Como decía Charles Dickens, el gran valedor de esta época, con su relato inigualable, Cuento de Navidad, «las Navidades son un buen momento: un tiempo amable para perdonar, para querer, para entregarse. El único momento del largo año en que hombres y mujeres parecen ponerse de acuerdo para abrir libremente sus corazones cerrados, para considerar a otras personas de diferente clase social como si fueran compañeros del mismo viaje a la tumba, y no extraños de otra raza en otro viaje diferente».

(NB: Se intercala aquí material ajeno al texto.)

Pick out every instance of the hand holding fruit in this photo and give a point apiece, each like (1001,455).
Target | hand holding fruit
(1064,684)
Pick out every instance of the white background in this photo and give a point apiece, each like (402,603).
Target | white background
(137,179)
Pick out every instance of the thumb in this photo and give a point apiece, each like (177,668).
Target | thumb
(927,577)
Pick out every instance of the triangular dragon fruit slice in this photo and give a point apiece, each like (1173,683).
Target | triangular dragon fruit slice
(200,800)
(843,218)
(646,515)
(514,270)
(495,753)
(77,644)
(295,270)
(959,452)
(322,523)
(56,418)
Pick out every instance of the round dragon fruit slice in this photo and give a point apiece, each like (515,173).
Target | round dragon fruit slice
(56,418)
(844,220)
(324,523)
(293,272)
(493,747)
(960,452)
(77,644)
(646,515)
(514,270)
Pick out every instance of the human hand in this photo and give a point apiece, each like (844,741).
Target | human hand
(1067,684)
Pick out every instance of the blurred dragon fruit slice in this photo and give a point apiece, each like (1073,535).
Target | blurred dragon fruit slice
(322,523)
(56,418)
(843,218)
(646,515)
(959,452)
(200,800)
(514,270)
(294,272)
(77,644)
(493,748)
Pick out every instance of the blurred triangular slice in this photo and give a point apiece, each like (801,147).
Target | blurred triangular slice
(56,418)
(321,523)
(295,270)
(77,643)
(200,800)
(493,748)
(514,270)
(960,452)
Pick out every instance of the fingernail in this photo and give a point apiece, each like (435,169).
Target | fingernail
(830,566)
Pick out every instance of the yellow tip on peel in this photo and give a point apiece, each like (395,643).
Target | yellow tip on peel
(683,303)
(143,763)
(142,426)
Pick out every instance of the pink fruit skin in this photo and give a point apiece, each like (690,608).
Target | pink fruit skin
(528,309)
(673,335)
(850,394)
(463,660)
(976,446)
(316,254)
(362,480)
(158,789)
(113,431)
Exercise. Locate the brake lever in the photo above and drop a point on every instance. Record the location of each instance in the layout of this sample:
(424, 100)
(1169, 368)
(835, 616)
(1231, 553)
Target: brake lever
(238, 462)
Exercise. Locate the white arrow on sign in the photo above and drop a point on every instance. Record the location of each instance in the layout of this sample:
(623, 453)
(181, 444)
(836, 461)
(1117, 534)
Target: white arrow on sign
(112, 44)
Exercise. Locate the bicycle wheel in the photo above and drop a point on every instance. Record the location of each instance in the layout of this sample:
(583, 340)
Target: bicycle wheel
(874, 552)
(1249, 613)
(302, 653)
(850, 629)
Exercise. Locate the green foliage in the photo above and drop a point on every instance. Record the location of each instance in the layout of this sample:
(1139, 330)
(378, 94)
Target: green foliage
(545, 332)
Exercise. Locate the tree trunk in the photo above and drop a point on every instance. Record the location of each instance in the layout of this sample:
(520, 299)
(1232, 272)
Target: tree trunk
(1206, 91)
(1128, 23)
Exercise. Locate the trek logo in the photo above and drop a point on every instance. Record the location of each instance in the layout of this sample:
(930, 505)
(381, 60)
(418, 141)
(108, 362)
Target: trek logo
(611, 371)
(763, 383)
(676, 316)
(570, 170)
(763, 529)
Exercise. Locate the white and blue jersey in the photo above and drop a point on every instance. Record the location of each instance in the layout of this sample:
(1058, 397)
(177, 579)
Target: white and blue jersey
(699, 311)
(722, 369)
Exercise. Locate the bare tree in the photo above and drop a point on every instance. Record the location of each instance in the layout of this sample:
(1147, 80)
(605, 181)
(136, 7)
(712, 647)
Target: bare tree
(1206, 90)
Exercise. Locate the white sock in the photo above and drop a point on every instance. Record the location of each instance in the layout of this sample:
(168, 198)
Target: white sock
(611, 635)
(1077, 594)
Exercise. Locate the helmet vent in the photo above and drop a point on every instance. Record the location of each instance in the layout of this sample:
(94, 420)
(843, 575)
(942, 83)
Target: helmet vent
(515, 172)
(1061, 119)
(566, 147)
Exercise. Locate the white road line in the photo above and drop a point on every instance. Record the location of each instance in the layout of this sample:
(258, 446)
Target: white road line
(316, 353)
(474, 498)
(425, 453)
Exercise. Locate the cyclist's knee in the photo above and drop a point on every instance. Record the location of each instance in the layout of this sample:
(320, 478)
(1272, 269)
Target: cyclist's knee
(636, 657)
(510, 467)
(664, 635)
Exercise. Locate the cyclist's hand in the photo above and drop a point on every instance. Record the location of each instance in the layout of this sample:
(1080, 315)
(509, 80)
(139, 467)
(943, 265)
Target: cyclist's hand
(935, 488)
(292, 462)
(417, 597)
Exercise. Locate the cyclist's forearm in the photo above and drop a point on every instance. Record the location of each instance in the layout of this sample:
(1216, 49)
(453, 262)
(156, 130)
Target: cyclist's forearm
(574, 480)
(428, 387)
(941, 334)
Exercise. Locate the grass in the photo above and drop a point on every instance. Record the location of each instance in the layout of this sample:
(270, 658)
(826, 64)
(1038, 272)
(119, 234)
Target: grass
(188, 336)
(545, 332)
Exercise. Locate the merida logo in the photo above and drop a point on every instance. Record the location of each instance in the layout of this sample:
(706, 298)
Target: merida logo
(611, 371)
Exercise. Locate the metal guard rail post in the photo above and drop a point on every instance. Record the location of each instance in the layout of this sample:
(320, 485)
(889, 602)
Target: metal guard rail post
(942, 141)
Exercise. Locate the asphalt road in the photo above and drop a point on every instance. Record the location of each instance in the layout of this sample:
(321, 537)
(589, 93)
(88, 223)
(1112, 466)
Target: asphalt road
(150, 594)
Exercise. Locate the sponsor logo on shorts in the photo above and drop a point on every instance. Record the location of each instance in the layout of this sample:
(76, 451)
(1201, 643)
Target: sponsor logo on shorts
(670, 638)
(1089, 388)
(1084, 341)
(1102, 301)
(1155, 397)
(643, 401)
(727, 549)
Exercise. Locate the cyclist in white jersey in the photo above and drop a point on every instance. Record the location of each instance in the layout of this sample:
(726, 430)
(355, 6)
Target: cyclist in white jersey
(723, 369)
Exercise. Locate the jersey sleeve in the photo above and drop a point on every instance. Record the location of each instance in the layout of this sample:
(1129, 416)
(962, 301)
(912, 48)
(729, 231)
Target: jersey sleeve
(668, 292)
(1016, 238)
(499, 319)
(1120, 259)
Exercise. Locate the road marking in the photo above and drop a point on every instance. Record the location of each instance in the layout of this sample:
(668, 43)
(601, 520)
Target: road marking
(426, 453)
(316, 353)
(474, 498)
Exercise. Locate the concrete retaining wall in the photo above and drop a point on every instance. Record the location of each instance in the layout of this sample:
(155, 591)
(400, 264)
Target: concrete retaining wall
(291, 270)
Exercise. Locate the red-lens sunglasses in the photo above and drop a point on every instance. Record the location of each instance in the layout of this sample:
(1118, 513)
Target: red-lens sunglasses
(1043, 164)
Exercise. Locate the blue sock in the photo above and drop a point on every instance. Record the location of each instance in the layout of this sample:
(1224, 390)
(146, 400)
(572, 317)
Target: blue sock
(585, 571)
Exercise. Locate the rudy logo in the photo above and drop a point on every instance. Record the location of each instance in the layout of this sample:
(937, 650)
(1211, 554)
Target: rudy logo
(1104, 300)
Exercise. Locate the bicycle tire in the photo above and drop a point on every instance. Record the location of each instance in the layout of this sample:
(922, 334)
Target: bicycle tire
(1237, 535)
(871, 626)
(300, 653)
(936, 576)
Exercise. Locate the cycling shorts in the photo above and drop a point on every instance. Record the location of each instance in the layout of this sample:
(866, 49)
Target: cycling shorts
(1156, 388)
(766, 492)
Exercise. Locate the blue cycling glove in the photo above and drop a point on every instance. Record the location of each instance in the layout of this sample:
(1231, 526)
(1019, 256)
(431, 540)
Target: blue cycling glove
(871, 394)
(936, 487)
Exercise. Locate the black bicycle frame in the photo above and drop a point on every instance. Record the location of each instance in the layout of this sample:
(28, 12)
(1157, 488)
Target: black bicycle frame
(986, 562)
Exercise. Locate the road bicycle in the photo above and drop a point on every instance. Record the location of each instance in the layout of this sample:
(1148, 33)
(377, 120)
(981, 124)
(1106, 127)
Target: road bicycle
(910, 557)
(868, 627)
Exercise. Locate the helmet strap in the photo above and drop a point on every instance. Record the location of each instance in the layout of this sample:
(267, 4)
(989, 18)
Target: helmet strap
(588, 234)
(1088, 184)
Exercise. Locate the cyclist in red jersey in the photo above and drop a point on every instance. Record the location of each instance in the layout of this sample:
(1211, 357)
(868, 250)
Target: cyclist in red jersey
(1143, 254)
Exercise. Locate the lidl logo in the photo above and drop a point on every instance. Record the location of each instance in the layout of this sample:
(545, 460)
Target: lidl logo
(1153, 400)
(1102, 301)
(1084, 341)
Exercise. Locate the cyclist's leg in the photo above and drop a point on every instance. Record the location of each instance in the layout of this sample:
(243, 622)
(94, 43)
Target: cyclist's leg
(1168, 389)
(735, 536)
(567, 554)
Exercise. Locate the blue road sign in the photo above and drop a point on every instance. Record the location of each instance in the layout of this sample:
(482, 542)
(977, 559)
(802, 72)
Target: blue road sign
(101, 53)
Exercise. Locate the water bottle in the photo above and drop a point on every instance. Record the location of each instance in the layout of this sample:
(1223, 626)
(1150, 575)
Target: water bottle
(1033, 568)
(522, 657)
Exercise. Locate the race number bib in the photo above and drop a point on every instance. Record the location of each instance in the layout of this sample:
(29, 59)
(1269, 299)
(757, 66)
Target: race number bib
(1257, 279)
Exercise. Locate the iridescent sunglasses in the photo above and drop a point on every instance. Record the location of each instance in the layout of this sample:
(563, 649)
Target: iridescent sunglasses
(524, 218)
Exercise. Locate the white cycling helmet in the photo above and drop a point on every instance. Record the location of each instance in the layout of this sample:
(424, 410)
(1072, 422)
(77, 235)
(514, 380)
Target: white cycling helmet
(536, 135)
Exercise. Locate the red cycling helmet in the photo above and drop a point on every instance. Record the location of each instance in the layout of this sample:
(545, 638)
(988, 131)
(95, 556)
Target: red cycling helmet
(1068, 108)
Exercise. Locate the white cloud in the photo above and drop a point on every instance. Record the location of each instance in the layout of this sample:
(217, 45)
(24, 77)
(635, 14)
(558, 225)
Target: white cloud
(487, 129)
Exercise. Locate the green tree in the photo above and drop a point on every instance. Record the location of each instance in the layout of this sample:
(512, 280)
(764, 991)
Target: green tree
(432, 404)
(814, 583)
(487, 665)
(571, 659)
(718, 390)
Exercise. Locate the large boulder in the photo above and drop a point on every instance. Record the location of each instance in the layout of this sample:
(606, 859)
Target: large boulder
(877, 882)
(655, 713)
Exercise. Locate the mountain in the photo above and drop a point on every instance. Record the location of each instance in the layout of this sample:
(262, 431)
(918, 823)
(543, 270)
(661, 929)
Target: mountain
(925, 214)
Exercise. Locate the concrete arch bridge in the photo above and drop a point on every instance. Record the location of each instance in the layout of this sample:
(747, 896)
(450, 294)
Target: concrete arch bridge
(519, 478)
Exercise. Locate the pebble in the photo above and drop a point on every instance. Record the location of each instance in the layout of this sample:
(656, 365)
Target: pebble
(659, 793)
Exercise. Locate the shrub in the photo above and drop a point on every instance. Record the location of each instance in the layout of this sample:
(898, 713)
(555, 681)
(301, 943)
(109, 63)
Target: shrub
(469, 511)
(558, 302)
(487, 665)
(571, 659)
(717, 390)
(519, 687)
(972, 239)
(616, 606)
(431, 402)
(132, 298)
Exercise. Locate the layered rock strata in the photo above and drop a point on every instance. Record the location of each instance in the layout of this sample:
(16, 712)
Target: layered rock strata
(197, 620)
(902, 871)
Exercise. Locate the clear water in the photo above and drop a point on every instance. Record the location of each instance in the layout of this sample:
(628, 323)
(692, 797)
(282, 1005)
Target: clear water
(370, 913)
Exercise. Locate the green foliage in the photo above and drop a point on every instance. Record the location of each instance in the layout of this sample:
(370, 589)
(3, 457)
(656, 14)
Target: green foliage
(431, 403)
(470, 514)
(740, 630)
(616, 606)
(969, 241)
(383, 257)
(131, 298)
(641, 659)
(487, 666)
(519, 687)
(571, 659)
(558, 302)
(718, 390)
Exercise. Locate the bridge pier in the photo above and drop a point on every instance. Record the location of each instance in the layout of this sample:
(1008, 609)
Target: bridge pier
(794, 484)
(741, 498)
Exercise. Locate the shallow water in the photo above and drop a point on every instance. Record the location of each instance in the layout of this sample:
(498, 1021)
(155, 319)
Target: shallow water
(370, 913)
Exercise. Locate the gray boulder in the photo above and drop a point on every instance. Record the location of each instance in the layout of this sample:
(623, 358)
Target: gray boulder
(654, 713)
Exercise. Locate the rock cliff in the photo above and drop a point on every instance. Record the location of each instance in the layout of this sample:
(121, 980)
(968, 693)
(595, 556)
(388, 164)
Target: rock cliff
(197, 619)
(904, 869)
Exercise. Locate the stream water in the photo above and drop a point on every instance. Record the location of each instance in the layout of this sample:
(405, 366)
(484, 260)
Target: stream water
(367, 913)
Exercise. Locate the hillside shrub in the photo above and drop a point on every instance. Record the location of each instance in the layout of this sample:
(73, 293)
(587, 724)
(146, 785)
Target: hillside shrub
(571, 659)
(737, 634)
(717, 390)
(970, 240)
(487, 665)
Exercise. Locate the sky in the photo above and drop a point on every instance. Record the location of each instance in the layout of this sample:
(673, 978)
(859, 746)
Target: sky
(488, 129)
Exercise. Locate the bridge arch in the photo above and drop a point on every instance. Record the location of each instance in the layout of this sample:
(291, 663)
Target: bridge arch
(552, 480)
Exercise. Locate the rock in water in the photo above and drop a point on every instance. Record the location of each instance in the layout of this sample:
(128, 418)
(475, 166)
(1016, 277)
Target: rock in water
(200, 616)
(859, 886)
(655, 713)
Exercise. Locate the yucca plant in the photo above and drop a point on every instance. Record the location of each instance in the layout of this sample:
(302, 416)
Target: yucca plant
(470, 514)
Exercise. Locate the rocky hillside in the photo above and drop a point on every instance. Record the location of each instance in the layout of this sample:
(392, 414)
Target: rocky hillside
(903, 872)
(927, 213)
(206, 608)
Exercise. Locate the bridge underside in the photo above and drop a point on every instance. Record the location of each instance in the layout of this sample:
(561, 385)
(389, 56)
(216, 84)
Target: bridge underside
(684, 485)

Puede que el mundo que hemos creado sea ingrato e injusto, pero la Navidad significa ese pequeño paréntesis en el interior de un mundo egoísta, donde aflora, por un pequeño momento, la candidez jocosa de los niños. Donde un soplo evanescente responde a esa necesidad acogotada del ser humano moderno que se resiste a abandonar una cierta ingenuidad al mirar el mundo. Un aire helado que lleva al pensamiento de que, aunque sea con un pequeño gesto, las relaciones entre las personas son más fuertes cuanto más se basan en la bondad, en la generosidad y en el perdón.

No importa que el escenario sea el de un Londres corroído por la pobreza y la niebla como el que rodea al avaro Scrooge del cuento de Dickens; o el de un Moscú frio y helado, como en el cuento de Anton Chèjov, Vanka, donde un niño cuenta a su abuelo las penalidades a las que le somete un miserable zapatero con el que convive. Un simple gesto, como el de enviar esa carta al abuelo pidiendo ayuda, aunque sea sin haber escrito el remitente, puede hacer que todo cambie, porque es Navidad. Y el triunfo de la dulce benevolencia solo puede producirse en una época como esta, aunque sea en la imaginación de cada uno.

Tal y como escribió Dylan Thomas en La Navidad de un niño en Gales, la Navidad «es el reino nevado de un mundo en miniatura».

Desde mi ventana contemplo el exterior y puedo decir que la Navidad son las espirales inextinguibles del humo de las chimeneas, las campanas repicando alborozadas, las bolsas de gominolas, las narices postizas, las velas encendidas a pesar de la luz eléctrica, los farolillos y las luces de colores, los hombres y mujeres brindando en la calle con las narices goteantes y las mejillas sonrosadas, el crepitar de las castañas asadas, y la cara de sorpresa de los perros y los gatos callejeros al ver a las personas volcadas en abrazos y risas compartidas. ¿Quién lo diría?

 

Con mis mejores deseos, ¡Feliz Nochebuena y Feliz Navidad!